In both of the posts, you make unfounded allegations of purported child sexual abuse by the former  headmaster of the School. In the New Post you make significant further allegations including  claiming that you were "lied to by the school's senior management and safeguarding leads, including  the current headmaster".  

We understand that the substance of your allegations have been fully investigated by both the  police and local safeguarding board. These investigations considered the available evidence and the  circumstances of the case. The police confirmed that no further action would be taken.  
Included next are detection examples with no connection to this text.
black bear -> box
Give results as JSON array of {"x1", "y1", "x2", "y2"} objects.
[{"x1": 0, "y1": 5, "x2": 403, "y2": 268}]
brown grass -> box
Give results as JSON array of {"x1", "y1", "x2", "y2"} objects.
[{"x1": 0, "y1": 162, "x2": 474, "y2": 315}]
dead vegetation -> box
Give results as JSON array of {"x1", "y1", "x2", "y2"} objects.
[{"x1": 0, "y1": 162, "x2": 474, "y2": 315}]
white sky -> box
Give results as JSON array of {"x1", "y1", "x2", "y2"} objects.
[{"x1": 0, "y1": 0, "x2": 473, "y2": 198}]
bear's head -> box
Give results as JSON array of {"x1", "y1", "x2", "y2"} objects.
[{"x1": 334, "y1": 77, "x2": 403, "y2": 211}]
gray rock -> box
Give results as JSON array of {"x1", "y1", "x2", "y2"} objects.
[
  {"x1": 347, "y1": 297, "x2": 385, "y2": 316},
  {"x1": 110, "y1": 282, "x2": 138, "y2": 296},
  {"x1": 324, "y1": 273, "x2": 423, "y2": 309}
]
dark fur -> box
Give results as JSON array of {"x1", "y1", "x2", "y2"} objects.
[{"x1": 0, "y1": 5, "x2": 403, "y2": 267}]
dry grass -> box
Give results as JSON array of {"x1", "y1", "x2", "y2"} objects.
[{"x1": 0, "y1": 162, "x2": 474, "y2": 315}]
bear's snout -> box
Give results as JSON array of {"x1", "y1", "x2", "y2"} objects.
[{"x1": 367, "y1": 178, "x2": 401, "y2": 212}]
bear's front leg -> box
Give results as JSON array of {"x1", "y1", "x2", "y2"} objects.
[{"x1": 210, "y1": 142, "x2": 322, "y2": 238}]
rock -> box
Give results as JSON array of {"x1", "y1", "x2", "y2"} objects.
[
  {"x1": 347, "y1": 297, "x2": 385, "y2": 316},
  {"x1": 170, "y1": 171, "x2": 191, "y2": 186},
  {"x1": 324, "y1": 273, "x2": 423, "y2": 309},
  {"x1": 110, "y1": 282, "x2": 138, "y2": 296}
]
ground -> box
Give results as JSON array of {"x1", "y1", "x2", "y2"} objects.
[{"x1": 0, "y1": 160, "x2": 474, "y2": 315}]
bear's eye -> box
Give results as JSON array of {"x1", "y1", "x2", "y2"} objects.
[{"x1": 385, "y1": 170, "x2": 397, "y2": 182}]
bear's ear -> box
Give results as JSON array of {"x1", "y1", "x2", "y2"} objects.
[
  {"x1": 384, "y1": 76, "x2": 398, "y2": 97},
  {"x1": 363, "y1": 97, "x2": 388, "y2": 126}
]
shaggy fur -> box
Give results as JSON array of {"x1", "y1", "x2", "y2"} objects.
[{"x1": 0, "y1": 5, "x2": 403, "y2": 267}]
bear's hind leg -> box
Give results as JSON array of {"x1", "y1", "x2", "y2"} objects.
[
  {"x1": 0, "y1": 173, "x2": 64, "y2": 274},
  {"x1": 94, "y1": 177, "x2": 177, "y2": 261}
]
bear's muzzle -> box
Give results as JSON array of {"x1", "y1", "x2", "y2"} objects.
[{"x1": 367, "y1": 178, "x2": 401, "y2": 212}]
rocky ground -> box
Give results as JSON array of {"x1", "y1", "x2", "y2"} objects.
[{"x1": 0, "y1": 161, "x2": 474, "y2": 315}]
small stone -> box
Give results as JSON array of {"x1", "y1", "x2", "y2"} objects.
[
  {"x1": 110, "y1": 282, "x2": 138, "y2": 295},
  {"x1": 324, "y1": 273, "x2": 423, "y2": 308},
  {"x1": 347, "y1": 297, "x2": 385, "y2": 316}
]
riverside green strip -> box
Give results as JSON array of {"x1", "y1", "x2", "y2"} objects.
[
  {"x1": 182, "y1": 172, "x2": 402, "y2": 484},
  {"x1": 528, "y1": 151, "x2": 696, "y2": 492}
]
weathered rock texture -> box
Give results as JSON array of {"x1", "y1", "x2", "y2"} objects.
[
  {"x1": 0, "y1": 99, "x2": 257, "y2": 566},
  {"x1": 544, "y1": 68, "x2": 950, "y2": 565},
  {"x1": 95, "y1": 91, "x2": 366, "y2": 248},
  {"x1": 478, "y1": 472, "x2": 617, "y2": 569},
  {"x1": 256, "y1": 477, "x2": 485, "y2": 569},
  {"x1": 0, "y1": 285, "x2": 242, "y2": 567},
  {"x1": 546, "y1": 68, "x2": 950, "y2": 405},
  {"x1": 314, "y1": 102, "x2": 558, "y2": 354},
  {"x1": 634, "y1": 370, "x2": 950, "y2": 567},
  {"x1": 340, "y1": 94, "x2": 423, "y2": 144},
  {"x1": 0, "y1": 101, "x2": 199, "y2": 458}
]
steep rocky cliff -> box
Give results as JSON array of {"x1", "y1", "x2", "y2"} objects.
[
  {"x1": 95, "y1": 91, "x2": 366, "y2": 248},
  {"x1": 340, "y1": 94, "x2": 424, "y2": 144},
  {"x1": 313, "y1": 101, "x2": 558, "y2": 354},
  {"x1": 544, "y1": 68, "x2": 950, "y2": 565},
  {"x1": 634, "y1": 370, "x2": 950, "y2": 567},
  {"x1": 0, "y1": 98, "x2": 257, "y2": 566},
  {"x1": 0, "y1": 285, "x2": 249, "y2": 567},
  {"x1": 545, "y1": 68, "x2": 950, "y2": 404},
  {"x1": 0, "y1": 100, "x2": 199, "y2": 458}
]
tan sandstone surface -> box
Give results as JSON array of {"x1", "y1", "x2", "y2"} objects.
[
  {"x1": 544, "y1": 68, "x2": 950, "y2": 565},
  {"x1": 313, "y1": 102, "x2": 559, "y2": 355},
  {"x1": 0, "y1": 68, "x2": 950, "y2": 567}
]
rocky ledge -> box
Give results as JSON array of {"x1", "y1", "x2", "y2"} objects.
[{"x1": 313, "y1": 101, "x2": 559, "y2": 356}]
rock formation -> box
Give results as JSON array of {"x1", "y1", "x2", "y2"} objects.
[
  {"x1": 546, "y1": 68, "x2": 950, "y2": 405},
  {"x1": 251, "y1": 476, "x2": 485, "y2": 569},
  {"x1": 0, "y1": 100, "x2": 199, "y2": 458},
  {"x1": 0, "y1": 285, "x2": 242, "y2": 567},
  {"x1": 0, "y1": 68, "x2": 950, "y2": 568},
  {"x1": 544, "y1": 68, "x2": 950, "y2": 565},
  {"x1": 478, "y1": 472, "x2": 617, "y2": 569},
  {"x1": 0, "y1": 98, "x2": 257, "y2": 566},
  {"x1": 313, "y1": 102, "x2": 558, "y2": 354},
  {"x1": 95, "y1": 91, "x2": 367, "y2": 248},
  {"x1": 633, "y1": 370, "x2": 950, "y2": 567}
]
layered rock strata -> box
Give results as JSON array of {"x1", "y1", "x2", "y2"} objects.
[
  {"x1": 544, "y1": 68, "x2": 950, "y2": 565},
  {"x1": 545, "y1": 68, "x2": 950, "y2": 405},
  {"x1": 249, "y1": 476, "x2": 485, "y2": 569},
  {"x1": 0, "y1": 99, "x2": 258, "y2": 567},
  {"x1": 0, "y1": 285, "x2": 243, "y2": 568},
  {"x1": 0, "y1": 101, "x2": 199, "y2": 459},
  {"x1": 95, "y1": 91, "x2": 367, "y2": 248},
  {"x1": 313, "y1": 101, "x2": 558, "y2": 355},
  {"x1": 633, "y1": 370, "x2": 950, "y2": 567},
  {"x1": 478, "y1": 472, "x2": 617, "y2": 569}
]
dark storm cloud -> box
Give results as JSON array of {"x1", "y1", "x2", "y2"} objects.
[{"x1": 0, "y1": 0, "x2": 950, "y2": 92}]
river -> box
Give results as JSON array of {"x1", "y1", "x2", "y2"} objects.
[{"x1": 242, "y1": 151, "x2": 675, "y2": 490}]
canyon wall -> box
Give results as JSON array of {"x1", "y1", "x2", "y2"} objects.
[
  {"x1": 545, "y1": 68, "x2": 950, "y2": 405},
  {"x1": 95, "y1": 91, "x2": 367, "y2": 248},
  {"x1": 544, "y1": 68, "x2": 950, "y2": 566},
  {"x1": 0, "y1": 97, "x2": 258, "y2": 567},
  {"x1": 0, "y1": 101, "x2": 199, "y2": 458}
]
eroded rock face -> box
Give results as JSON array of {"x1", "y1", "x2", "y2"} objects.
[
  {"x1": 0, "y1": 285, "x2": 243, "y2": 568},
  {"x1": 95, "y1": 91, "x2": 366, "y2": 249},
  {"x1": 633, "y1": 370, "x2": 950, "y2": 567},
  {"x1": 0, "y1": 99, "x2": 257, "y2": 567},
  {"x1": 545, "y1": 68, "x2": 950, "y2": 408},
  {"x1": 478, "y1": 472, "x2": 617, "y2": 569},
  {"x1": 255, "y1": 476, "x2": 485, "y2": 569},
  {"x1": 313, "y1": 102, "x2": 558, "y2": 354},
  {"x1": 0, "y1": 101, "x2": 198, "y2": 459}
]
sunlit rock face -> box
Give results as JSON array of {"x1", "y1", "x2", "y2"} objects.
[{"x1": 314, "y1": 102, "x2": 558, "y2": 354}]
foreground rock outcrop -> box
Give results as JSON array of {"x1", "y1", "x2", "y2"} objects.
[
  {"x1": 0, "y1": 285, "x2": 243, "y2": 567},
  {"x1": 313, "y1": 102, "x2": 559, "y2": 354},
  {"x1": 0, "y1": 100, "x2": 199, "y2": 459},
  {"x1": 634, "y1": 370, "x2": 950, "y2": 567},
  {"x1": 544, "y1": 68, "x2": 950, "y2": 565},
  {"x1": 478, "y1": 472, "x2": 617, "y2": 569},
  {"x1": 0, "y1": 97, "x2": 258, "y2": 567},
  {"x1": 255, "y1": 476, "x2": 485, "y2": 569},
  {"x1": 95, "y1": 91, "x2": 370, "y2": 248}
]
Despite previous warnings, you have continued to make serious and harmful allegations without any  evidence in support of these claims. The School requires you to:  

1. remove the Posts and any associated online posts and/or comments (whether referencing  the Posts or containing the same or similar content) including but not limited to anything on  Twitter, Wikipedia, Threader, your personal website or any other platforms, within the next  7 days (i.e. by 14 June 2021); and  

2. refrain from publishing or re-publishing anything of the same or similar nature at any point  in the future. 

By failing to do so, you will be increasing your exposure in relation to claims for, amongst other  things, defamation and/or harassment.  
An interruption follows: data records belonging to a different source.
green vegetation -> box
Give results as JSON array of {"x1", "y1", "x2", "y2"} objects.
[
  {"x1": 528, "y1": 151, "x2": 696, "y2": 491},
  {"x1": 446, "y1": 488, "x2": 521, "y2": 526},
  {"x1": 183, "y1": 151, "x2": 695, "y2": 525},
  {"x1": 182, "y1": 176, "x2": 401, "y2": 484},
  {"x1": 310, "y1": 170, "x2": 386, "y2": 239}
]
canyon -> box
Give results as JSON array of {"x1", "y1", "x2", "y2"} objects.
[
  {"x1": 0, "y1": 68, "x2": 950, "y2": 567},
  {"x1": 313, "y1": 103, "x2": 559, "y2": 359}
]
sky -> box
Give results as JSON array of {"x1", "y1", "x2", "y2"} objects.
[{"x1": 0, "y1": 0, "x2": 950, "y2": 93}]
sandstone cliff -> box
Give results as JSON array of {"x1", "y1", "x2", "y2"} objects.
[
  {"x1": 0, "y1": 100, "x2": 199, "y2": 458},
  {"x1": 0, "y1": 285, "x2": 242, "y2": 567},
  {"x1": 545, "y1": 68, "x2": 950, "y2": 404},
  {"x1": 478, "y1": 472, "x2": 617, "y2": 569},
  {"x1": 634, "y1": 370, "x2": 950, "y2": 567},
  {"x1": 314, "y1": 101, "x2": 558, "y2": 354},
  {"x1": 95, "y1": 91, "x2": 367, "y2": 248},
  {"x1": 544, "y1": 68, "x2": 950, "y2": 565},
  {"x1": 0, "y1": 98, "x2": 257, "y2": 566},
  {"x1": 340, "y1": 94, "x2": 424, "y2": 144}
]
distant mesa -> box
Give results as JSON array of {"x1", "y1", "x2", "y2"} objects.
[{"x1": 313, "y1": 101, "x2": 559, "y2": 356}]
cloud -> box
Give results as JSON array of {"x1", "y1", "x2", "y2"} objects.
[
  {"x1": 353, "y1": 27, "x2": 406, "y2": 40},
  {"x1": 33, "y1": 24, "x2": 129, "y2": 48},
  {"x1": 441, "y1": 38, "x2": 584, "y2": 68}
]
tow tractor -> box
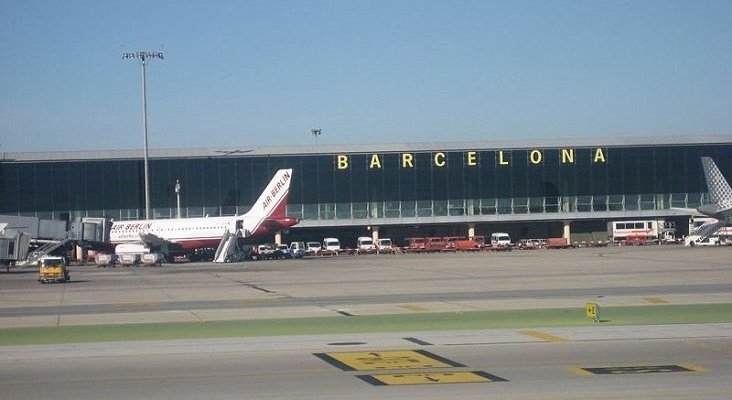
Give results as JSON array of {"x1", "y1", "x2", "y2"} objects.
[{"x1": 38, "y1": 256, "x2": 71, "y2": 283}]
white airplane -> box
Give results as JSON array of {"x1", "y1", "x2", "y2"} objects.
[
  {"x1": 689, "y1": 157, "x2": 732, "y2": 237},
  {"x1": 110, "y1": 169, "x2": 300, "y2": 256}
]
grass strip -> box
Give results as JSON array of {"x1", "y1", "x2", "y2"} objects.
[{"x1": 0, "y1": 304, "x2": 732, "y2": 346}]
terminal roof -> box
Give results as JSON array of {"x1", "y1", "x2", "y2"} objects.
[{"x1": 0, "y1": 134, "x2": 732, "y2": 162}]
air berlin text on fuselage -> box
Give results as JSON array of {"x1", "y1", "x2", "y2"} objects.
[
  {"x1": 262, "y1": 172, "x2": 290, "y2": 210},
  {"x1": 112, "y1": 222, "x2": 152, "y2": 233},
  {"x1": 335, "y1": 147, "x2": 607, "y2": 170}
]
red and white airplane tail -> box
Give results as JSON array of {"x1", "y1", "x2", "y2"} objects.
[{"x1": 242, "y1": 169, "x2": 299, "y2": 236}]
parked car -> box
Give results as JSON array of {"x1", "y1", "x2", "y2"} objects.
[
  {"x1": 305, "y1": 242, "x2": 323, "y2": 256},
  {"x1": 356, "y1": 236, "x2": 376, "y2": 254},
  {"x1": 277, "y1": 244, "x2": 292, "y2": 258},
  {"x1": 290, "y1": 242, "x2": 305, "y2": 258},
  {"x1": 376, "y1": 238, "x2": 396, "y2": 254}
]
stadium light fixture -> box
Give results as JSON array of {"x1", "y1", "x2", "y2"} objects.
[{"x1": 122, "y1": 51, "x2": 163, "y2": 219}]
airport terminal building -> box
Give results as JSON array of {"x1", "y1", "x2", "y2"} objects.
[{"x1": 0, "y1": 135, "x2": 732, "y2": 245}]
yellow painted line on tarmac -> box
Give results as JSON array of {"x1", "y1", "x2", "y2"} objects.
[
  {"x1": 643, "y1": 297, "x2": 668, "y2": 304},
  {"x1": 399, "y1": 304, "x2": 429, "y2": 312},
  {"x1": 315, "y1": 350, "x2": 464, "y2": 371},
  {"x1": 358, "y1": 371, "x2": 506, "y2": 386},
  {"x1": 519, "y1": 331, "x2": 571, "y2": 343}
]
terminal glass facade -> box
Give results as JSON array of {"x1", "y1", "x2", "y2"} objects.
[{"x1": 0, "y1": 144, "x2": 732, "y2": 225}]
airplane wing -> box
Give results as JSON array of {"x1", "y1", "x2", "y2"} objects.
[
  {"x1": 140, "y1": 232, "x2": 167, "y2": 246},
  {"x1": 689, "y1": 219, "x2": 725, "y2": 236}
]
Your actions in making these public allegations are clearly likely to cause serious harm to our client  and the School reserves all of its rights, including to pursue legal proceedings against you, in this  matter.  
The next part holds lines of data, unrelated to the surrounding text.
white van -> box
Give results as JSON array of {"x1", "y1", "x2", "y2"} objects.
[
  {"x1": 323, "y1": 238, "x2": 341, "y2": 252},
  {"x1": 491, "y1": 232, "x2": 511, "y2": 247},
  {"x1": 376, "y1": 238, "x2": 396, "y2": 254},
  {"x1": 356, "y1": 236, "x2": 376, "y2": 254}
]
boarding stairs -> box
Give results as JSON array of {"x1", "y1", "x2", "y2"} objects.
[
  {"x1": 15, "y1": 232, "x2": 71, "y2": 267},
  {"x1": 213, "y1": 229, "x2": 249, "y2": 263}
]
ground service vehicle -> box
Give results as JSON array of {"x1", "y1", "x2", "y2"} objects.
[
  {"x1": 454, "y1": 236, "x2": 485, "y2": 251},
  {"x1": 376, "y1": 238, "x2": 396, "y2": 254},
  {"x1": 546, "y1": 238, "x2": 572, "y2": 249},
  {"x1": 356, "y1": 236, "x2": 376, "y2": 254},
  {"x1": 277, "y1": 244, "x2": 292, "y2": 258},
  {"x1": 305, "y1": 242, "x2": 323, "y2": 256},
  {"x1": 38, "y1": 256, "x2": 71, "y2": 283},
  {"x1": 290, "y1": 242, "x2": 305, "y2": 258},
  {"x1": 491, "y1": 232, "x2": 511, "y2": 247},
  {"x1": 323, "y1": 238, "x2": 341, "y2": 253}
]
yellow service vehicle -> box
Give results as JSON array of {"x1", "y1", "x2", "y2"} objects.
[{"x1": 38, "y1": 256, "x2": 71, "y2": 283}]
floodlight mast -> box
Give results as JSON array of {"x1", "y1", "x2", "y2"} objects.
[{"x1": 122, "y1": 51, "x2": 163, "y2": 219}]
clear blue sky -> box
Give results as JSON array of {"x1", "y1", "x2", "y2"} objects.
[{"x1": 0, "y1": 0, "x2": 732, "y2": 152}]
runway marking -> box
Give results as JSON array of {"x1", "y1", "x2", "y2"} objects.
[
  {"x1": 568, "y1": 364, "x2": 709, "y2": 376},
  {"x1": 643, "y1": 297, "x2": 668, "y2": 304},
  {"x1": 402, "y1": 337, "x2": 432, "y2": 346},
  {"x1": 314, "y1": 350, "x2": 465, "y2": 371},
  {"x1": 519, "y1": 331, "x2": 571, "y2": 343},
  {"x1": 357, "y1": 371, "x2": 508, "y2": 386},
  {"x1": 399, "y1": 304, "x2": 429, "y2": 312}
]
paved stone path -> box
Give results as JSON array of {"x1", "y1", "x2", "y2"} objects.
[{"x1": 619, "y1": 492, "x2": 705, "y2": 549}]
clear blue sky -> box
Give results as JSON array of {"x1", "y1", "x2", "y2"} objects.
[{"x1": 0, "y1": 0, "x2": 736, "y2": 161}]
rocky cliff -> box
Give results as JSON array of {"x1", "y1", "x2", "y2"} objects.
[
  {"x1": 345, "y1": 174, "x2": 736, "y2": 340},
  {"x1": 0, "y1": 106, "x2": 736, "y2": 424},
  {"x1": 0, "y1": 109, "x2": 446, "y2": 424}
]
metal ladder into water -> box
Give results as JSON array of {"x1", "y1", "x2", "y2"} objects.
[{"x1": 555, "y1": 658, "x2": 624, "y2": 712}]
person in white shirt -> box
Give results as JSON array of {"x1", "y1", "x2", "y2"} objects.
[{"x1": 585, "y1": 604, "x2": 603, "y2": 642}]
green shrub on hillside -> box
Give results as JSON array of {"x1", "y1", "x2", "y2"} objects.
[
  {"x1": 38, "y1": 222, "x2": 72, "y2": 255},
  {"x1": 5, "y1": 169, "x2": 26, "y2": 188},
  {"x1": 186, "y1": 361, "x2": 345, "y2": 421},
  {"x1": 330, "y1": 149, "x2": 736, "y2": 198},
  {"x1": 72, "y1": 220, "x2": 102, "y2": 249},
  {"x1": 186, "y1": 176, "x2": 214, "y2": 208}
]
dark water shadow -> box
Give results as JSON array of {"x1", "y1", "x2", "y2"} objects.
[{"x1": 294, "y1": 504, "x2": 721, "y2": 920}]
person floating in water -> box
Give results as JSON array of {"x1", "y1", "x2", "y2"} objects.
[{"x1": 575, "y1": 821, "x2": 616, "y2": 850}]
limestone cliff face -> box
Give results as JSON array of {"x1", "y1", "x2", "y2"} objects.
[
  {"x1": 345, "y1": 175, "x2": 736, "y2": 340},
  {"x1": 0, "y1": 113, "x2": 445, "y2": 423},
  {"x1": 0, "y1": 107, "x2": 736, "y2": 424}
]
We await your confirmation by email to rlewis@vwv.co.uk by 14 June 2021 that you have taken the  actions above.  

Yours faithfully  

And here’s the second letter

Dear [redacted], 

Following my earlier email, and subsequent to obtaining preliminary advice, please find below my formal response to the demands from your client Chesterton Education Ltd (the “School”). 

I note that the School takes issue with the article posted on my website and with the Thread Reader App record of my now-deleted Tweet. 

As discussed in my earlier communication, I am not responsible for the posts of this Twitter account; nor did I request Thread Reader App archive my tweet, nor do I have any power to delete it. I suggest that either you or the School take this up with the account directly. You may be aware that in any event Thread Reader Apps typically render a “rolled up” thread inaccessible after a period of approximately 2-3 months. 

Regarding the blog on my website (the “Post”), I dispute the School’s claim that this is in any way defamatory. As you are of course aware, truth is a complete defence to defamation claims. Far from being “allegations without any evidence”, these allegations, in conjunction with my contemporaneous letter to the school, my evidence to the IICSA and my complaints to Thames Valley Police, are all, in themselves, primary and supporting evidence. 

For the avoidance of doubt I am, if necessary, prepared to give evidence as to the abuse I suffered and the School’s subsequent safeguarding failures in open court. Further, victims of rape and serious sexual abuse are entitled to reasonably and directly raise safeguarding concerns without risk of civil liability for harassment. 

I have on many occasions and at all times been open to working with the School and its governors to discuss my safeguarding concerns. These offers have been consistently rebuffed, leaving me no option but to take direct actions such as those described in the Post on my website in order to protect children and young people at the school. This offer, by the way, still stands. 

As a victim of serious sexual offences perpetrated at the School, I am surprised and saddened that the School is considering litigation, rather than engaging with my genuine and serious concerns.